The original full-attention inference implementations from some upstream dLLM projects are not the target runtime. Diffulex adds support model by model through block-wise adapters, samplers, and strategy registrations.

Strategy Compatibility

Strategy

Use it for

Important behavior

d2f

D2F-style LLaDA, Dream, and DiffuCoder paths

Forces full-prefix multi-block behavior and disables prefix caching.

multi_bd

LLaDA2, SDAR, stable DiffuCoder/Dream reasoner paths

Implements Multi-Block Diffusion with block-causal visibility and prefix caching.

fast_dllm_v2

Fast-dLLM-v2 native dual-cache decoding

3-mode sub-block refinement FSM with dedicated CUDA graphs per mode.

dmax

Supported LLaDA2 edit-sampling experiments

Token merge + edit sampling; requires sampling_mode="edit".

diffusion_gemma

DiffusionGemma

Uses DiffusionGemma request, sampler, block/page size, and canvas defaults.

Sampling Modes

Sampling mode

Use it for

naive

Standard confidence-based diffusion sampling. This is the default for most supported models.

edit

LLaDA2-family edit/remask sampling. Required by DMax-style decoding.

Model Path Requirements

Model and tokenizer paths should point to local directories. During startup, Diffulex loads tokenizer metadata, Hugging Face config, and then the registered Diffulex model implementation.

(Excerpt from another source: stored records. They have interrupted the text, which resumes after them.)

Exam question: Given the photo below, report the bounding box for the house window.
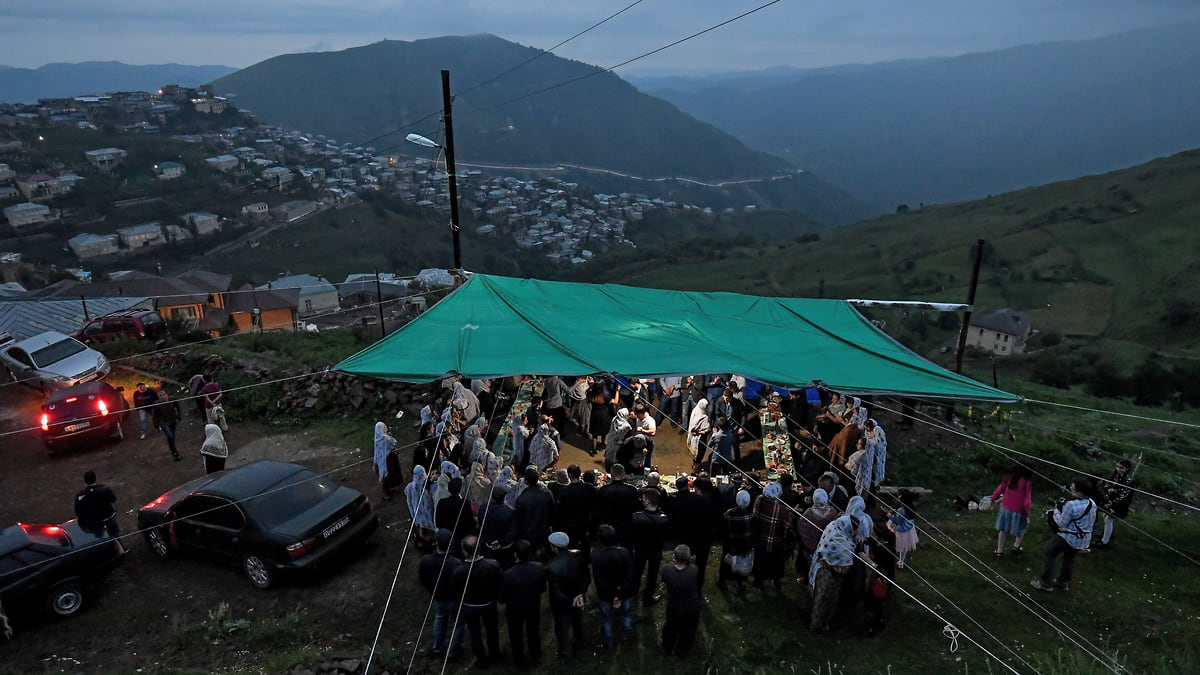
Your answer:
[1002,345,1008,352]
[304,299,313,312]
[1003,334,1009,342]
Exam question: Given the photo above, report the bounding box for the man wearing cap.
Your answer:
[452,535,503,668]
[418,529,465,657]
[546,531,589,659]
[500,539,547,666]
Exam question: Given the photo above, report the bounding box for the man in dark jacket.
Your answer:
[132,382,156,440]
[668,476,721,589]
[515,467,556,557]
[435,477,477,553]
[74,471,118,535]
[499,539,546,666]
[452,535,504,669]
[661,544,702,656]
[418,529,464,656]
[478,487,518,567]
[591,524,635,646]
[556,464,597,554]
[595,464,641,545]
[630,488,669,605]
[545,531,589,659]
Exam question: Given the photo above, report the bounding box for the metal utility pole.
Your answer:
[441,69,462,270]
[954,238,986,373]
[374,269,386,338]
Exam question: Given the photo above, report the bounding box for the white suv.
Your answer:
[0,331,110,393]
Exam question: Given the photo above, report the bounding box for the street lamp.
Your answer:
[406,70,462,270]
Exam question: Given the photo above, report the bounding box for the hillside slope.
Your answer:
[642,23,1200,214]
[0,62,236,103]
[573,148,1200,353]
[210,35,867,224]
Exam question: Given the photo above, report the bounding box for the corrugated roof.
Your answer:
[0,297,150,340]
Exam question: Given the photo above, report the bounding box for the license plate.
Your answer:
[64,422,91,432]
[322,516,350,538]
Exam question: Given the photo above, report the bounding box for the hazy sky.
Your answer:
[2,1,1198,74]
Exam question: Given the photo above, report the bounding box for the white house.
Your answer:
[967,308,1033,356]
[0,163,14,181]
[83,147,127,171]
[3,202,51,229]
[154,161,186,180]
[262,166,293,187]
[204,154,239,172]
[117,222,167,249]
[183,212,221,235]
[68,233,120,259]
[241,202,269,222]
[259,274,339,316]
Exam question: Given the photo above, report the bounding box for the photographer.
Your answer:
[1031,476,1097,592]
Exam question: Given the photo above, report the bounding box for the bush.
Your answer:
[1031,351,1072,389]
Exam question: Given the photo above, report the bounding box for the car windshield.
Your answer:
[141,313,163,326]
[243,470,338,530]
[31,338,87,366]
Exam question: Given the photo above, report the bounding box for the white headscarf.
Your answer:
[812,488,829,505]
[867,419,887,486]
[201,423,228,458]
[373,421,394,477]
[686,399,711,456]
[528,424,559,473]
[405,465,435,531]
[452,381,481,422]
[606,407,631,462]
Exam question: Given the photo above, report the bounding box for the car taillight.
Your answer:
[65,397,77,403]
[353,499,371,518]
[41,413,49,431]
[142,494,170,510]
[98,399,109,416]
[286,537,317,559]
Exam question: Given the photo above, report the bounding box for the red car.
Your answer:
[40,381,129,455]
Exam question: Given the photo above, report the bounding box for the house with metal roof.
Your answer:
[966,308,1032,356]
[258,274,338,316]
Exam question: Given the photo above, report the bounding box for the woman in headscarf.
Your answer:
[463,416,488,458]
[466,459,494,511]
[687,398,712,471]
[846,397,869,428]
[405,465,437,548]
[510,409,533,470]
[494,466,519,505]
[796,488,841,581]
[865,419,887,489]
[809,495,871,632]
[527,423,560,474]
[433,460,460,507]
[605,407,631,471]
[847,436,876,497]
[200,423,228,474]
[451,380,481,421]
[718,489,755,593]
[373,421,403,500]
[751,481,796,590]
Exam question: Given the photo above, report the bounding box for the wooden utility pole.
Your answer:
[955,238,986,374]
[374,269,386,338]
[441,69,462,271]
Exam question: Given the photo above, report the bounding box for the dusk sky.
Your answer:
[2,1,1199,74]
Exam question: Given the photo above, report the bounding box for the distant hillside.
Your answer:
[641,23,1200,214]
[571,148,1200,355]
[210,35,868,224]
[0,61,237,103]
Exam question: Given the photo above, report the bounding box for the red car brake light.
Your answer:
[98,399,109,416]
[65,397,77,403]
[40,413,49,431]
[143,493,170,510]
[286,537,317,559]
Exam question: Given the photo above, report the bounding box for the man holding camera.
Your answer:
[1031,476,1097,592]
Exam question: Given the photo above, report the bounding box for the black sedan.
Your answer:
[137,460,378,589]
[0,521,127,623]
[40,380,129,454]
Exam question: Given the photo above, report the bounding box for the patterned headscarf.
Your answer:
[812,488,829,505]
[736,490,751,507]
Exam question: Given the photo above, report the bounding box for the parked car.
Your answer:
[0,331,109,393]
[40,380,129,454]
[0,520,126,622]
[75,309,168,344]
[138,460,379,589]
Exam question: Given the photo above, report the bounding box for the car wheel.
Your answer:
[145,527,172,559]
[242,552,275,589]
[46,582,85,618]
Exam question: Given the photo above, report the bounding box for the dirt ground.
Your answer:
[0,376,715,674]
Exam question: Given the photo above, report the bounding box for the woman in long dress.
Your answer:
[864,419,887,489]
[605,407,631,471]
[527,424,560,473]
[200,424,228,474]
[373,421,403,500]
[406,465,437,548]
[687,398,712,470]
[809,496,872,632]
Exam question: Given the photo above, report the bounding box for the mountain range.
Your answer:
[636,22,1200,214]
[208,35,868,224]
[0,61,236,103]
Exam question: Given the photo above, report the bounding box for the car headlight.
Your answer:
[97,355,108,369]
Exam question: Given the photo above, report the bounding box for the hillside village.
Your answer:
[0,85,725,276]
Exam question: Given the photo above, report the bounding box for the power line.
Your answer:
[1026,398,1200,430]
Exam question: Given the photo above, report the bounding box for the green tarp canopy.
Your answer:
[335,273,1019,402]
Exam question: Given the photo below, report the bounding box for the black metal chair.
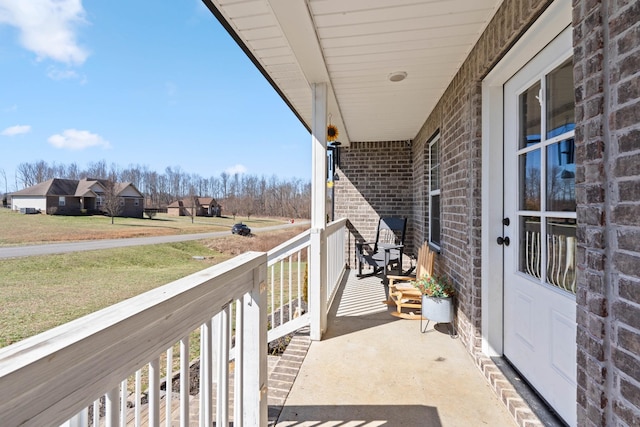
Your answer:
[356,217,407,283]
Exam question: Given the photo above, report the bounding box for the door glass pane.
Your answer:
[519,149,541,210]
[546,138,576,211]
[519,81,541,149]
[546,218,577,294]
[519,216,541,278]
[546,59,575,139]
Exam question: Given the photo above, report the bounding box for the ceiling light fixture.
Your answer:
[388,71,407,82]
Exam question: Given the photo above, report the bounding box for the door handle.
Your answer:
[497,236,510,246]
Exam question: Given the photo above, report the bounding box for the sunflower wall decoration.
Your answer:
[327,124,339,142]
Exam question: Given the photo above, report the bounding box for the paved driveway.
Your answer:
[0,221,309,259]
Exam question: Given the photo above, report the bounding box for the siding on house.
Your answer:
[10,196,47,212]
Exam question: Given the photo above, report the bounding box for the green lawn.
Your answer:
[0,241,229,347]
[0,208,285,246]
[0,210,309,398]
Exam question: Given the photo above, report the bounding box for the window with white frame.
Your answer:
[58,196,66,207]
[429,134,441,249]
[96,196,103,207]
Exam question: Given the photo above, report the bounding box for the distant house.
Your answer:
[10,178,144,218]
[167,197,221,217]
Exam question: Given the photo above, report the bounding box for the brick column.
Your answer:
[574,0,640,424]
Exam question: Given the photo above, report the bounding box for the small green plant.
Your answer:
[412,274,455,298]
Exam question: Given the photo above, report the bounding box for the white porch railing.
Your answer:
[0,252,268,427]
[266,229,311,343]
[325,218,348,307]
[265,218,347,343]
[0,220,349,427]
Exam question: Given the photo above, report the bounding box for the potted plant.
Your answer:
[413,274,455,323]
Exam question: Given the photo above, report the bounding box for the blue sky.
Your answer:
[0,0,311,192]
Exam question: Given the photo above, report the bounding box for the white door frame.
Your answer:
[481,0,572,357]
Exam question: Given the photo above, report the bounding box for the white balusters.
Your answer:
[200,321,213,427]
[120,379,127,427]
[135,370,142,426]
[165,347,173,427]
[105,387,119,427]
[234,298,244,427]
[180,335,189,427]
[216,307,230,426]
[149,358,160,426]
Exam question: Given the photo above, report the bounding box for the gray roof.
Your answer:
[11,178,134,198]
[11,178,80,197]
[74,179,100,197]
[167,197,219,208]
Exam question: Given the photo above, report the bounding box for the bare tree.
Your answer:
[0,169,6,206]
[67,162,80,180]
[189,191,199,224]
[10,159,312,218]
[86,160,107,179]
[16,162,36,188]
[102,179,123,224]
[220,172,229,199]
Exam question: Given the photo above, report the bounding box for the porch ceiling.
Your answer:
[206,0,503,146]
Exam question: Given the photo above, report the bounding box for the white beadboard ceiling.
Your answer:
[206,0,503,146]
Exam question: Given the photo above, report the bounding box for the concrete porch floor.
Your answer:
[275,270,517,427]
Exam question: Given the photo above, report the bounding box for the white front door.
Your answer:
[503,27,577,427]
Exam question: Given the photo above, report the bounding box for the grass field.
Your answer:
[0,241,229,347]
[0,208,286,246]
[0,210,308,348]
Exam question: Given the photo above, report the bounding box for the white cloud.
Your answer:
[47,66,79,80]
[0,0,89,65]
[3,104,18,112]
[1,124,31,136]
[225,164,247,175]
[48,129,111,150]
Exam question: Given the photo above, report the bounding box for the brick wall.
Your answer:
[333,0,640,425]
[334,140,413,267]
[121,198,143,218]
[412,0,552,354]
[608,2,640,424]
[335,0,552,357]
[574,0,640,425]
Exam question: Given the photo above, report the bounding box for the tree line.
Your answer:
[6,160,311,219]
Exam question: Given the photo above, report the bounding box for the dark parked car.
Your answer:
[231,223,251,236]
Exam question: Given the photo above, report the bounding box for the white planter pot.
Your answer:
[421,295,453,323]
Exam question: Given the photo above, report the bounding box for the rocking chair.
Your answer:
[385,241,435,318]
[355,217,407,284]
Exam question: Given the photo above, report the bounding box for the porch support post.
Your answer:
[310,82,328,341]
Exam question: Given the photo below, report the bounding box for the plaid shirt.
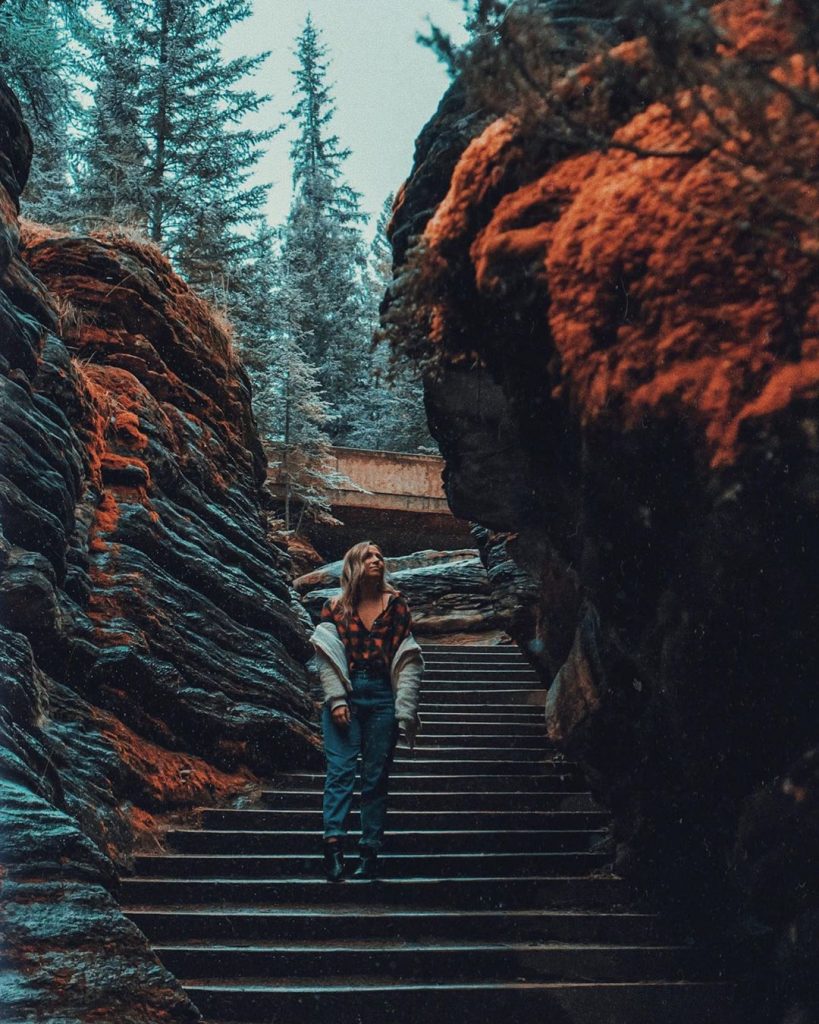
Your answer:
[321,592,413,675]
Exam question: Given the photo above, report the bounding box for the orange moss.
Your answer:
[22,226,255,473]
[607,37,652,67]
[428,304,449,346]
[471,152,600,296]
[727,359,819,458]
[1,191,20,250]
[19,217,70,247]
[543,41,818,465]
[712,0,800,57]
[85,568,130,639]
[391,182,407,230]
[129,806,160,842]
[72,365,107,489]
[89,492,120,553]
[419,0,819,468]
[76,363,166,538]
[87,704,258,810]
[99,451,151,484]
[424,116,522,250]
[113,410,148,449]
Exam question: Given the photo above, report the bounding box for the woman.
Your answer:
[310,541,424,881]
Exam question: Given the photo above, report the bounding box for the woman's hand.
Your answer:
[331,704,351,727]
[399,721,416,752]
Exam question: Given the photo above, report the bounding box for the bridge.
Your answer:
[266,445,472,559]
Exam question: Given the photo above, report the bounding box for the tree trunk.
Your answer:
[283,384,292,531]
[150,0,171,243]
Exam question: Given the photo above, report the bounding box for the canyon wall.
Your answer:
[0,79,318,1023]
[386,1,819,1017]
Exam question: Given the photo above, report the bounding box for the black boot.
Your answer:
[323,840,344,882]
[352,844,378,880]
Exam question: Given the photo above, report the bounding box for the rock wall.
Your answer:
[0,79,318,1023]
[386,2,819,1017]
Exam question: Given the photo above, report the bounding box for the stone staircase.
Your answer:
[121,643,737,1022]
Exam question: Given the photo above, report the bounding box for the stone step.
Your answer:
[164,826,608,855]
[394,751,570,765]
[195,806,597,831]
[187,978,737,1024]
[417,710,544,723]
[416,721,546,735]
[390,757,579,775]
[419,699,544,708]
[419,683,542,694]
[417,689,548,704]
[422,645,526,653]
[393,745,551,760]
[134,851,610,878]
[159,940,706,984]
[120,874,628,910]
[272,772,586,792]
[422,670,540,682]
[406,734,548,748]
[259,790,598,812]
[421,663,532,671]
[421,708,544,716]
[117,639,728,1021]
[419,645,524,654]
[126,907,670,945]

Before a full benchmark, verify:

Requirement

Check

Checkpoint path

The model directory exists and contains the expected config and weights.

Tokenizer

The tokenizer loads from tokenizer_path or the model path.

model_name

The model name is listed in the table above and registered under diffulex/model/.

Strategy

The strategy is compatible with the model family.

Mask token

mask_token_id matches the tokenizer for the selected model.

Page/block size

block_size <= page_size; DiffusionGemma uses 256/256.

Maintained Benchmark Configs

Common starting points live under diffulex_bench/configs/:

Config

Purpose

llada2_mini_gsm8k.yml

LLaDA2-mini, multi_bd, GSM8K.

llada2_mini_dmax_gsm8k.yml

LLaDA2-mini DMax/edit sampling.

diffusion_gemma_gsm8k.yml

DiffusionGemma native Diffulex benchmark.

diffucoder_instruct_gsm8k.yml

DiffuCoder D2F-style benchmark.

dream_base_gsm8k.yml

Dream D2F-style benchmark.

fast_dllm_v2_gsm8k.yml

Fast-dLLM-v2 multi-block benchmark.

sdar_chat_gsm8k.yml

SDAR dense benchmark.

sdar_moe_chat_gsm8k.yml

SDAR-MoE benchmark.

fast_dllm_v2_multibd_gsm8k.yml

Fast-dLLM-v2 training-free MultiBD variant (blksz=4, bufsz=6).

llada_instruct_gsm8k.yml

LLaDA D2F-style benchmark.

llada2_mini_gsm8k_tp1_limit200_maxnfe2048.yml

Parity/evaluation variant with TP=1 and 200-sample limit.

Start with --dataset-limit before running a full dataset.